Isaah Mhlanga is the Chief Economist of Alexander Forbes. In this position he is responsible for formulating the macroeconomic strategy for the business, which entails identifying systemic economic risks and opportunities that benefit the business and its clients. He contributes to the Alexander Forbes investment process through generating the macro backdrop for asset allocation and the investment committee.
His qualifications include an MCom in Financial Economics, a BCom (Hons) in Econometrics, and a BCom in Economics and Econometrics, all from the University of Johannesburg.

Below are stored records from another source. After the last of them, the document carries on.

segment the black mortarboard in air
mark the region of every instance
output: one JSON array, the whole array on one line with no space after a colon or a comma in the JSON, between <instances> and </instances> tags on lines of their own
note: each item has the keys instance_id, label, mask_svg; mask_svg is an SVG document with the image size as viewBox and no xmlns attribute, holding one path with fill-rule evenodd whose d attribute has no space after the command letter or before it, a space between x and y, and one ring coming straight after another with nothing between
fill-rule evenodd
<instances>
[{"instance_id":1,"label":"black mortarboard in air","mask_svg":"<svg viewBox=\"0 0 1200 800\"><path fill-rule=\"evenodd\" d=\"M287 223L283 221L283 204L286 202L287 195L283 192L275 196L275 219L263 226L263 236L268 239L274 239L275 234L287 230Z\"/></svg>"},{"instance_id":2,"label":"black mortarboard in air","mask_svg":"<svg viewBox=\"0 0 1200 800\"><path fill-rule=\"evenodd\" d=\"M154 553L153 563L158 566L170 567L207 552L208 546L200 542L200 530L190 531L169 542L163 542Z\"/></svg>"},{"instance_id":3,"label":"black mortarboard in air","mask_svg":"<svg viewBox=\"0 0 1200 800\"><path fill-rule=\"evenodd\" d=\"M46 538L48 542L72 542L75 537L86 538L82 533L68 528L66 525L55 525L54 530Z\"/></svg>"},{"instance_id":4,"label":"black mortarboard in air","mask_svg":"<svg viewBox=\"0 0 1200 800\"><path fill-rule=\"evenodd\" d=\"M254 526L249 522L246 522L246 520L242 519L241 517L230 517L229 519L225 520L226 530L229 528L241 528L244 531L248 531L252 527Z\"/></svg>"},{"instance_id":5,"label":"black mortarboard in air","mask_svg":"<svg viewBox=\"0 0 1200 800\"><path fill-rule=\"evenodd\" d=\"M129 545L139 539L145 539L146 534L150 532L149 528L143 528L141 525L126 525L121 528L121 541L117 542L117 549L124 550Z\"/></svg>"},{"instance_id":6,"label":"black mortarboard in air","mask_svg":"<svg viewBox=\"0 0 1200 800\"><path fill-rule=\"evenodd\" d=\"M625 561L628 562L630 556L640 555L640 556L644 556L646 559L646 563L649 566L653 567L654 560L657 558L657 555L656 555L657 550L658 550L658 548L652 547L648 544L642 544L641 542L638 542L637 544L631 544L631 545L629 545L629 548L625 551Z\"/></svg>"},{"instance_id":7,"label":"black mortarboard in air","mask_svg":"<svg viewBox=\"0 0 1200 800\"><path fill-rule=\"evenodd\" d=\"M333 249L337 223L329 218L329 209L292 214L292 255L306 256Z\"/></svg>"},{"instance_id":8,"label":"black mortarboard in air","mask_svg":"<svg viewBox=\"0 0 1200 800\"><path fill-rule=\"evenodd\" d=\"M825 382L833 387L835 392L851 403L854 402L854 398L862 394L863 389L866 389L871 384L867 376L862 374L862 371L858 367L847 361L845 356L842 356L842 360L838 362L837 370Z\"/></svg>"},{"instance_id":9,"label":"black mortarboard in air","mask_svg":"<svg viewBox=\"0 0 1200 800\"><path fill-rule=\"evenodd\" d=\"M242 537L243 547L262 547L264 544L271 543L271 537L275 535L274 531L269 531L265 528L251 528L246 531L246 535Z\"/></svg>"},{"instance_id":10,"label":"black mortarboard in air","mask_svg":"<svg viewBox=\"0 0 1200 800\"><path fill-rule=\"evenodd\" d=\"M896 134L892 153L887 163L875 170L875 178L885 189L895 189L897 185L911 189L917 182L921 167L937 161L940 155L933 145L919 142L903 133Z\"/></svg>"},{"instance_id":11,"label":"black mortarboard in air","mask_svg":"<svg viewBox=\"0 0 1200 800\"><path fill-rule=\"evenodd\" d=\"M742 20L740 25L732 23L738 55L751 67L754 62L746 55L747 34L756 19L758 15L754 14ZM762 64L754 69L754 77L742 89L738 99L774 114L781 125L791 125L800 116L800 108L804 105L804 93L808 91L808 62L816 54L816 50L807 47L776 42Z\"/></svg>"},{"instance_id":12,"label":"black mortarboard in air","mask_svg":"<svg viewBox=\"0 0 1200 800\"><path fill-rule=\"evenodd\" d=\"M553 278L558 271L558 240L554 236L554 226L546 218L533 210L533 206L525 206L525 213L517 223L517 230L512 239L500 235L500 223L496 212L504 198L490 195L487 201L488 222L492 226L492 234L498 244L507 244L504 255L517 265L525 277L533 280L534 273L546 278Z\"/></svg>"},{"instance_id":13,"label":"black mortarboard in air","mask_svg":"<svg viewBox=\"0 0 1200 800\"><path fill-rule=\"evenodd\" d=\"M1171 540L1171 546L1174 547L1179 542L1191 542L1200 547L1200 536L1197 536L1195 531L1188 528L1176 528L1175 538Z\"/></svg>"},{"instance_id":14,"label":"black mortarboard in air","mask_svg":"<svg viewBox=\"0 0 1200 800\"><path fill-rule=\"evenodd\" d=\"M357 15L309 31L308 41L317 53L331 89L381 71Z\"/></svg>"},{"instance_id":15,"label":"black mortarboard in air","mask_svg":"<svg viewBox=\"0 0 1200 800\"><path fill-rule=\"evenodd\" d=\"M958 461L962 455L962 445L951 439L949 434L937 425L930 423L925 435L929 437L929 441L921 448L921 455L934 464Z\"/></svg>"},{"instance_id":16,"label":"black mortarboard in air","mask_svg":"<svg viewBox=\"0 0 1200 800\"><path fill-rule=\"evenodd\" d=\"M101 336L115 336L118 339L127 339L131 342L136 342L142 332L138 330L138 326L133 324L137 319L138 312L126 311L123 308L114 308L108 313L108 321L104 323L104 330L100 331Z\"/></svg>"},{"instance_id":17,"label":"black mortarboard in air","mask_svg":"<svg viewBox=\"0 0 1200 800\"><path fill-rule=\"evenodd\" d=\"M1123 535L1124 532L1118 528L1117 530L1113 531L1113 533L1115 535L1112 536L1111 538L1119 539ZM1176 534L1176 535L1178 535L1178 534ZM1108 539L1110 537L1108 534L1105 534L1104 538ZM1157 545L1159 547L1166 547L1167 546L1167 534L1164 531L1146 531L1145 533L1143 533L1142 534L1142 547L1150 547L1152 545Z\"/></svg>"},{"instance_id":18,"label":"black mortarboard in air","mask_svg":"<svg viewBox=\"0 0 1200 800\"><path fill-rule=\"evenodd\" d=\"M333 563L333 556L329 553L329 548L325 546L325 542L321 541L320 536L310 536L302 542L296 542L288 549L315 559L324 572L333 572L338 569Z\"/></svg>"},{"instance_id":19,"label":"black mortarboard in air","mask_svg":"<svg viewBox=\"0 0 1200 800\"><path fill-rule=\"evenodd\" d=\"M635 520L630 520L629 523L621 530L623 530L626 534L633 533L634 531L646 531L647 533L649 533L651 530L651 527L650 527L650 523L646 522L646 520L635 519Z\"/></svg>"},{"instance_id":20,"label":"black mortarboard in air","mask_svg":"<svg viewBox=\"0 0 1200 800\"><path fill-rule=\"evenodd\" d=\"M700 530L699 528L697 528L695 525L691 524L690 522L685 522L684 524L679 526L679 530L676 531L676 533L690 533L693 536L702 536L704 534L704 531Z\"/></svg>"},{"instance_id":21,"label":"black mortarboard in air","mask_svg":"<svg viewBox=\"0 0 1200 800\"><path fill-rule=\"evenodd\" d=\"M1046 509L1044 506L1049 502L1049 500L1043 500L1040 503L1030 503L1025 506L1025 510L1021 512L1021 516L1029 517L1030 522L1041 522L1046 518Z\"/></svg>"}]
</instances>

Isaah has 12 years’ experience spanning both public sector and private sector. He started his professional career as an economist at the local office of the International Monetary Fund where he was involved in econometric modelling and monitoring of South African macroeconomic and financial indicators. He also worked at the National Treasury, Absa Capital, and Rand Merchant Bank before joining Alexander Forbes and has lectured undergraduate economics and econometrics at the University of Johannesburg.
Isaah is a Fellow of Economic Research Southern Africa (ERSA) and a columnist for Business Day and Fin24. He was named Economist of the Year in 2019 by the Association of Black Securities and Investment Professionals (ABSIP).